The Bank has merely affirmed what many of us have long argued: the framework it has promoted since 1993, when its East Asian Miracle report cautioned against industrial-policy tools, has not served developing countries well. Such advice, World Bank Chief Economist Indermit Gill recently observed, “has the practical value of a floppy disk today”. Yet in his defense of the report, he also made clear how limited the shift remains. Industrial policy, he argued, should be “targeted and temporary,” an exception to a market-led model, rather than a tool for driving broader economic transformations.
The Bank’s latest work confirms that industrial policy is more replicable across income levels and institutional contexts than the old consensus admitted, with a toolkit that extends beyond tariffs and subsidies. Public support for private actors, the Bank now argues, should come with carrots and sticks, including withdrawal of finance from firms that underperform.
But new conclusions do not automatically produce new economics. The Bank still treats the state as a mere fixer of market failures, rather than as a market creator and shaper. The question is not whether governments should intervene after markets have failed. It is what kind of economy we want to build in the first place. Which public purposes should guide investment, and how can institutions govern the public-private bargain so that value is created collectively and shared fairly?
Viewed in these terms, the Bank still falls short, because it treats fiscal-policy space as a fixed constraint within which to optimize, rather than as a set of institutional capacities that can be developed.
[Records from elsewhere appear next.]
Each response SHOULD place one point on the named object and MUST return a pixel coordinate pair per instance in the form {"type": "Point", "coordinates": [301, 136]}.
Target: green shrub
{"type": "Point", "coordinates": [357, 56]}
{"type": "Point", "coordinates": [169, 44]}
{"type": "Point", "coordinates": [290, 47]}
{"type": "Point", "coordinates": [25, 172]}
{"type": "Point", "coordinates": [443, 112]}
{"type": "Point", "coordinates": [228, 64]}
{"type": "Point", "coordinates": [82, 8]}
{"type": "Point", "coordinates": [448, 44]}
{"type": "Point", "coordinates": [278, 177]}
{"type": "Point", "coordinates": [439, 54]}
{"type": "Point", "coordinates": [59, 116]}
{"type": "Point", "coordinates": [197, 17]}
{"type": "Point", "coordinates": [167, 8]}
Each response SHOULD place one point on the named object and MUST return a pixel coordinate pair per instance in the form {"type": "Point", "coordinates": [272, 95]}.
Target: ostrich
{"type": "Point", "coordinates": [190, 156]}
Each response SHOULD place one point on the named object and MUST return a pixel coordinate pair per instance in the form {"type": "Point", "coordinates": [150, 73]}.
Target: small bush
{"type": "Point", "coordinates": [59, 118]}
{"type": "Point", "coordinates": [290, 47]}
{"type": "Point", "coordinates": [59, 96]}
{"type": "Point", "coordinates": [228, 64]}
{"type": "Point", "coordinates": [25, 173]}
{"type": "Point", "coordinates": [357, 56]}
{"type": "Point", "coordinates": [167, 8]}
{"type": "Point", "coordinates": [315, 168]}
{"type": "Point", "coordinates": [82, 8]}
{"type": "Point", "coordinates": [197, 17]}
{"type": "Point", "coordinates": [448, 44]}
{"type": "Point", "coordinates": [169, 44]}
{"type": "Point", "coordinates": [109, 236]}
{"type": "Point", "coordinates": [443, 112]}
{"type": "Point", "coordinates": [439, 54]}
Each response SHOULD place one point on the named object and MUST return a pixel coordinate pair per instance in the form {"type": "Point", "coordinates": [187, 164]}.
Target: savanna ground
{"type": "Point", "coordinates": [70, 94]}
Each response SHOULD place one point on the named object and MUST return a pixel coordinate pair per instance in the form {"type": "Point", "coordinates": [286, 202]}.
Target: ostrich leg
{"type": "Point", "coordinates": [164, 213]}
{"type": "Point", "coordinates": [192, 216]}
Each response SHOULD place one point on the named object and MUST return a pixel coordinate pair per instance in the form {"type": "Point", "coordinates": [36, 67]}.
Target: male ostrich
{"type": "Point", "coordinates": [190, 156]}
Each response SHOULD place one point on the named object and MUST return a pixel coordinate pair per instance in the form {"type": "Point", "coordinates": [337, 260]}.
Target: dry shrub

As a result, the Bank would still organize industrial policy only around specific sectors and considerations of comparative advantage. But the energy transition, water and food security, public health and economic resilience are not sectoral issues.
The World Bank is not an isolated case. The IMF’s own economists have similarly documented how austerity and liberalization fail to deliver. Yet these findings have yet to translate consistently into new operational practices.
That needs to change. The IMF and the World Bank sit at the center of an international order whose default advice still reflects an economics not supported by real-world evidence. What they model, measure and recommend shapes how development and macroeconomic policy are done around the world. They help determine who has access to liquidity, and on what terms; whose debt is treated as sustainable; whose public investment is seen as credible; and whose policy autonomy is constrained.